The pilot shows just how much Rebel can push her family in the pursuit of justice. Can you talk about how those familial ties are going to be tested in this first season?
Vernoff: What's interesting to me about this family is that they are a family. Even though she's divorced two of them and her marriage is on the rocks of another one, there's something about her that loves people and keeps people so that no matter how angry she's been at those ex-husbands at different points in her life, they're still showing up for the anniversary party. Somehow they all found a way to be a family for those kids. I love that about her. I love that she doesn't always give the time that everyone wants from her, but she gives a depth of love, and a depth of compassion, and a depth of humanity that makes her hard to walk away from and makes it impossible for her to walk away from others. So even though the family is now, as Ziggy says in Episode 3 or 4, "It feels like my whole family is going to war," because they're on opposite sides of a big case, at the end of the day, they still got each other's backs.
What are you most excited for fans to get to see in Season 1?

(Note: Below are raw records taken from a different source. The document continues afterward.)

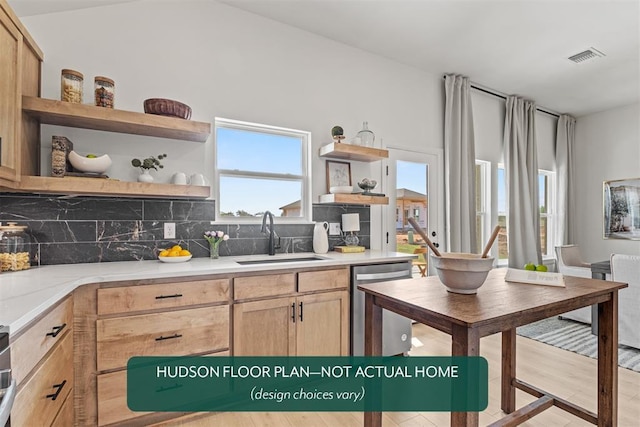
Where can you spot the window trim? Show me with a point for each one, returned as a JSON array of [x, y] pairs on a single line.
[[550, 214], [305, 178]]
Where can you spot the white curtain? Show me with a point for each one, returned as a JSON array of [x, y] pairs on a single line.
[[521, 168], [459, 158], [565, 168]]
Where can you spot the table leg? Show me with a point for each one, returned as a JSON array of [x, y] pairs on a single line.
[[608, 361], [594, 308], [464, 342], [372, 347], [508, 397]]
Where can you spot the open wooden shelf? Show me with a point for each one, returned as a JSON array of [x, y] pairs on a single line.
[[359, 153], [49, 111], [108, 187], [354, 199]]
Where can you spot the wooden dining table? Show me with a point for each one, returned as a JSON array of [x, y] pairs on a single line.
[[501, 306]]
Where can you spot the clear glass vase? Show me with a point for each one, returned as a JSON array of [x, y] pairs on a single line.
[[214, 250], [365, 136]]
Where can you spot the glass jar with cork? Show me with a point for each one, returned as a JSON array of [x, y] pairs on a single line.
[[71, 86], [104, 91], [14, 247]]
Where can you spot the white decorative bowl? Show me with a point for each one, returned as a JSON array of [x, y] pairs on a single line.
[[462, 273], [175, 258], [91, 165], [348, 189]]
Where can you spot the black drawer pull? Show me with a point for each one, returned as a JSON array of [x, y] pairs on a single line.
[[161, 338], [172, 387], [59, 387], [169, 296], [56, 331]]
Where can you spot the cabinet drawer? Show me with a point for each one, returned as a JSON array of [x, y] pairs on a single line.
[[40, 399], [173, 333], [309, 281], [161, 296], [31, 346], [264, 286], [112, 397], [65, 416]]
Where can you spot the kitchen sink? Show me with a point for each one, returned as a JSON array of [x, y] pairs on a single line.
[[279, 260]]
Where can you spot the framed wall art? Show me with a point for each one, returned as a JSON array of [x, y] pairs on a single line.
[[338, 174], [621, 201]]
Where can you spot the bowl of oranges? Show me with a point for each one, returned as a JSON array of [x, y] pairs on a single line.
[[174, 254]]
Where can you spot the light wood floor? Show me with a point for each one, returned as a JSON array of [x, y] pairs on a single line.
[[563, 373]]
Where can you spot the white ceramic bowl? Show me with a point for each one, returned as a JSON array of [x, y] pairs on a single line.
[[175, 258], [91, 165], [462, 273], [341, 189]]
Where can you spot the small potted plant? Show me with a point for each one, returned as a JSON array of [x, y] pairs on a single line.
[[146, 165]]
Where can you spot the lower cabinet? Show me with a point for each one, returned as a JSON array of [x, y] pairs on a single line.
[[41, 398], [42, 362], [312, 323]]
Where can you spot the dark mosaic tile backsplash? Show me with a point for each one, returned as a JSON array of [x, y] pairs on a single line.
[[91, 229]]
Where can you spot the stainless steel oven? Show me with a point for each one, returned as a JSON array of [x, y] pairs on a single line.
[[7, 384]]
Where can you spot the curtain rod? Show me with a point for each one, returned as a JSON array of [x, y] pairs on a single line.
[[498, 95]]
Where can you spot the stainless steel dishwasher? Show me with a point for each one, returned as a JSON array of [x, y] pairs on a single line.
[[396, 329]]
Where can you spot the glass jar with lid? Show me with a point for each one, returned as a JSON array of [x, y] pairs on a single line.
[[365, 136], [14, 247], [104, 91], [71, 86]]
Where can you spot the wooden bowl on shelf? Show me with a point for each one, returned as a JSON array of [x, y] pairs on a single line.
[[167, 107]]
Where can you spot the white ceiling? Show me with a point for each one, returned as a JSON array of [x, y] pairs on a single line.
[[513, 47]]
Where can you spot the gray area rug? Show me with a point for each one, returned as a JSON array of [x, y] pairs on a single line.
[[576, 337]]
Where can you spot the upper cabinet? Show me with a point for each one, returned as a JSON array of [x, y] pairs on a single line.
[[337, 150]]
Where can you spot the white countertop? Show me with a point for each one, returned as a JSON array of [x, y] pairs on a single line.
[[26, 294]]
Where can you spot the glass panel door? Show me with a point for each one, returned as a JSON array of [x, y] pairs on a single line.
[[413, 192]]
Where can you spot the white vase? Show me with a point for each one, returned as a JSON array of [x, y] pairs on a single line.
[[145, 176], [320, 238]]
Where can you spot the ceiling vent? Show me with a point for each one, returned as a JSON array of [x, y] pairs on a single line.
[[590, 53]]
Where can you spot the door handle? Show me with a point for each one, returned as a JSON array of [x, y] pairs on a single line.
[[56, 330], [59, 387], [7, 402], [174, 336]]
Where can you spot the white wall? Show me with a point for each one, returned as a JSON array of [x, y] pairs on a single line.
[[229, 63], [607, 148]]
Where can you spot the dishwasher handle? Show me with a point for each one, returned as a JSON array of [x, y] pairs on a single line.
[[361, 277], [7, 402]]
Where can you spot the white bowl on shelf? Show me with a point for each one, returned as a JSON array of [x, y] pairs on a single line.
[[342, 189], [175, 258], [90, 164]]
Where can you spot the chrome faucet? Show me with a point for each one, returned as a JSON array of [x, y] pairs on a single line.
[[272, 233]]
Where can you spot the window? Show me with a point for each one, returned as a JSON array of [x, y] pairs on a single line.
[[483, 203], [260, 168], [546, 207], [546, 195]]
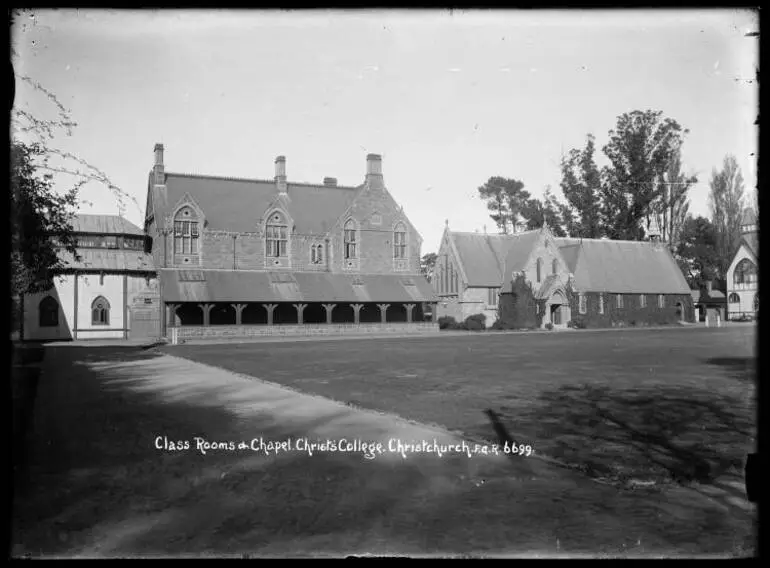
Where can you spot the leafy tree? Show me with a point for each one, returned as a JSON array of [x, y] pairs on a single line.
[[726, 204], [696, 251], [640, 151], [428, 265], [671, 209], [505, 198], [37, 211], [539, 212], [580, 184]]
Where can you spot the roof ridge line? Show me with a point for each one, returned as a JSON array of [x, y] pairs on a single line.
[[257, 180]]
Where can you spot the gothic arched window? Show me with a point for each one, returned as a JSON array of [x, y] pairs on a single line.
[[276, 236], [399, 241], [350, 240], [745, 272], [48, 312], [100, 311], [186, 232]]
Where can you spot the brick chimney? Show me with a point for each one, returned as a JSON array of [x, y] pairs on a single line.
[[374, 172], [158, 169], [280, 174]]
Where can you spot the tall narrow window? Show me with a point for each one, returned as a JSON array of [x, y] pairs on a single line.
[[276, 237], [48, 312], [399, 241], [350, 240], [186, 232], [100, 311]]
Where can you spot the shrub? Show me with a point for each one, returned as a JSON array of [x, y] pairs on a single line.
[[475, 322]]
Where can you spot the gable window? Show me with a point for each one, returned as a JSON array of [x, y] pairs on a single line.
[[745, 272], [316, 254], [350, 240], [100, 311], [276, 239], [185, 232], [399, 241], [48, 312]]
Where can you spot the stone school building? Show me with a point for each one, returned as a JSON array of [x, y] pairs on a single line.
[[241, 257], [110, 292], [594, 282]]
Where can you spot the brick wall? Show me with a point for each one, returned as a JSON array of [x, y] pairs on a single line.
[[632, 312], [244, 331]]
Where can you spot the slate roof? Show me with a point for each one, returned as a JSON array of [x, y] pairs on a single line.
[[485, 258], [752, 242], [104, 224], [598, 265], [623, 267], [108, 260], [256, 286], [237, 204]]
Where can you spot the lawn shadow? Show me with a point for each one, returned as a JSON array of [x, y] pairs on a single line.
[[740, 368]]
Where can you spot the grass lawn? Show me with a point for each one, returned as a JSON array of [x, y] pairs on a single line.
[[643, 405], [651, 405]]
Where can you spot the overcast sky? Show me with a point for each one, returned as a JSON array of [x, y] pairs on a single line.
[[448, 99]]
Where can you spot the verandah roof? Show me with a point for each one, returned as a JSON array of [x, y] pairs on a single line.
[[254, 286]]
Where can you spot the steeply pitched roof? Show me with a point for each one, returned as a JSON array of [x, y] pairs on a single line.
[[256, 286], [236, 204], [108, 260], [751, 241], [485, 258], [105, 224], [623, 267]]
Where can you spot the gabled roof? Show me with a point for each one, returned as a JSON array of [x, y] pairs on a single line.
[[237, 204], [485, 258], [104, 224], [631, 267], [108, 260], [751, 240]]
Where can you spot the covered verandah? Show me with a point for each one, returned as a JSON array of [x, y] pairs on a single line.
[[212, 298]]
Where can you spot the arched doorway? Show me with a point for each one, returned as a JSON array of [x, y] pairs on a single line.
[[557, 309]]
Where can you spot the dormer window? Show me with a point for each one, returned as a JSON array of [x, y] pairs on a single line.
[[350, 240], [186, 233], [316, 254], [276, 238], [399, 241]]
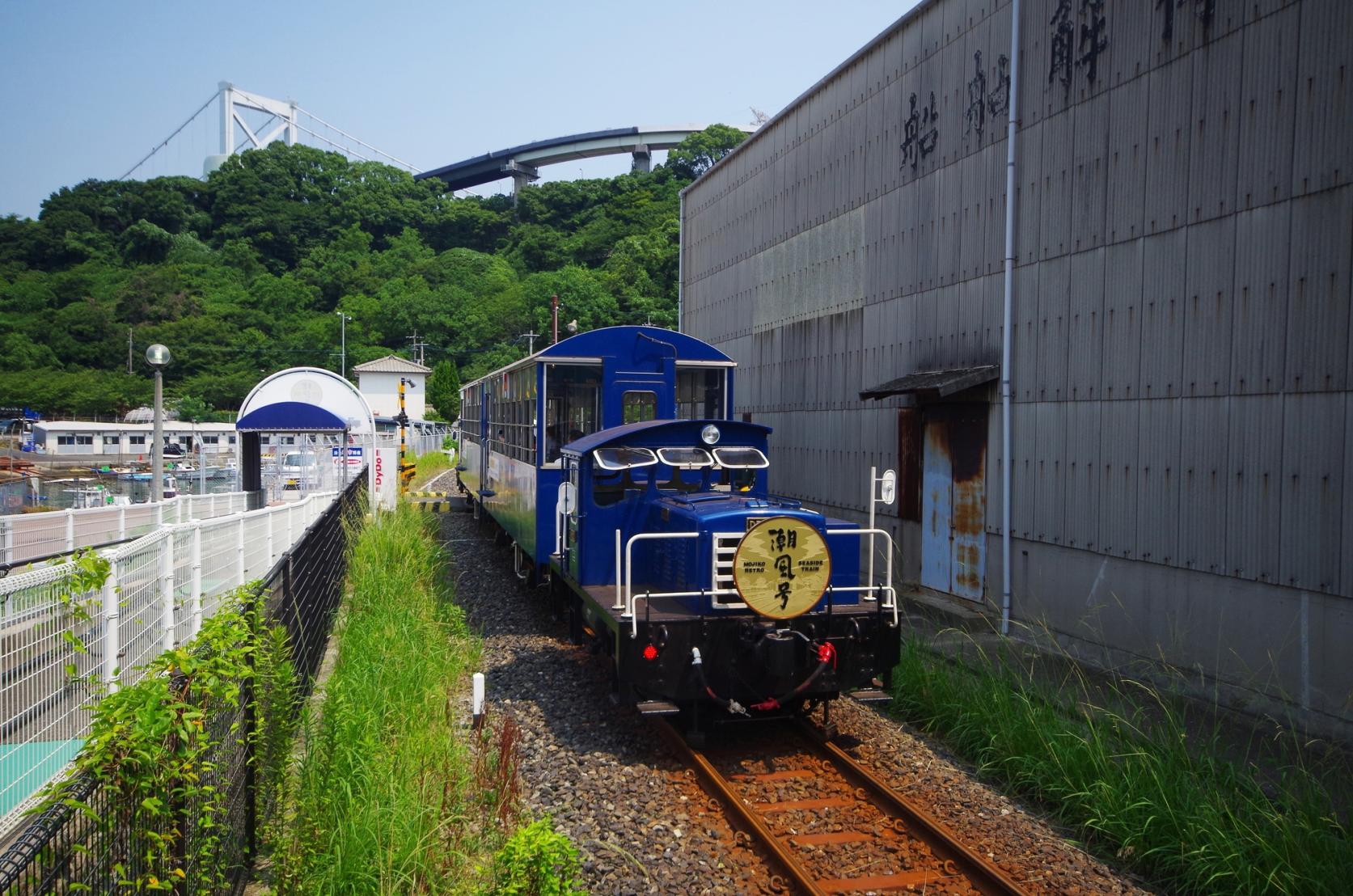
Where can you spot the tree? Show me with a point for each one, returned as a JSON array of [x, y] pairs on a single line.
[[693, 156], [444, 390]]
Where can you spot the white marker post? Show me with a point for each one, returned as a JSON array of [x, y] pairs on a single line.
[[881, 490], [476, 700]]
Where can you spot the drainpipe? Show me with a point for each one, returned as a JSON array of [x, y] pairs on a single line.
[[681, 259], [1011, 128]]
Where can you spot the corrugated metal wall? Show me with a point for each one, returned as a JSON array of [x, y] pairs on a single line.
[[1184, 236]]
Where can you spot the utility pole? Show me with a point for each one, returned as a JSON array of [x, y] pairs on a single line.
[[343, 351], [417, 347]]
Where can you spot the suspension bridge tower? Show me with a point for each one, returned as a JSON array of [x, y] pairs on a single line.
[[281, 124]]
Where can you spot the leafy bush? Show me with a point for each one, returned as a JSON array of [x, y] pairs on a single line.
[[1131, 771], [538, 861]]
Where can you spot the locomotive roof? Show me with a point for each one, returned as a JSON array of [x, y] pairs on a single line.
[[625, 433], [611, 341]]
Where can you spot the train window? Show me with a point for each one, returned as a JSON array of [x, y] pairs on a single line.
[[740, 458], [512, 413], [700, 394], [685, 458], [624, 458], [573, 405], [639, 406]]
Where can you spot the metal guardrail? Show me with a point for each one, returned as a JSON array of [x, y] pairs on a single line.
[[34, 535], [62, 850], [159, 590]]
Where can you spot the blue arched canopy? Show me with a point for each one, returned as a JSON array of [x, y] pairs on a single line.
[[290, 417]]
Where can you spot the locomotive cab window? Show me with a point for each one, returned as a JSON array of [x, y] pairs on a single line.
[[620, 472], [639, 406], [685, 458], [613, 459], [740, 458], [573, 405], [700, 393], [738, 468]]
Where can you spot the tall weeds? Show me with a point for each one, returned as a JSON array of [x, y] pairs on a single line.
[[1137, 776], [384, 789]]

Vernoff: I am most excited about exploring these characters. I love this very complicated family. I love the character of Cruz. We get to meet his kids, we get to know a little bit through flashback [to] how his beloved wife died. We have great twists and turns. So really, it's just a wild ride with great characters you fall in love with more and more every week. You can't classify it as one genre so you never know what you're going to get every week.
Rebel continues Thursdays at 10/9c on ABC.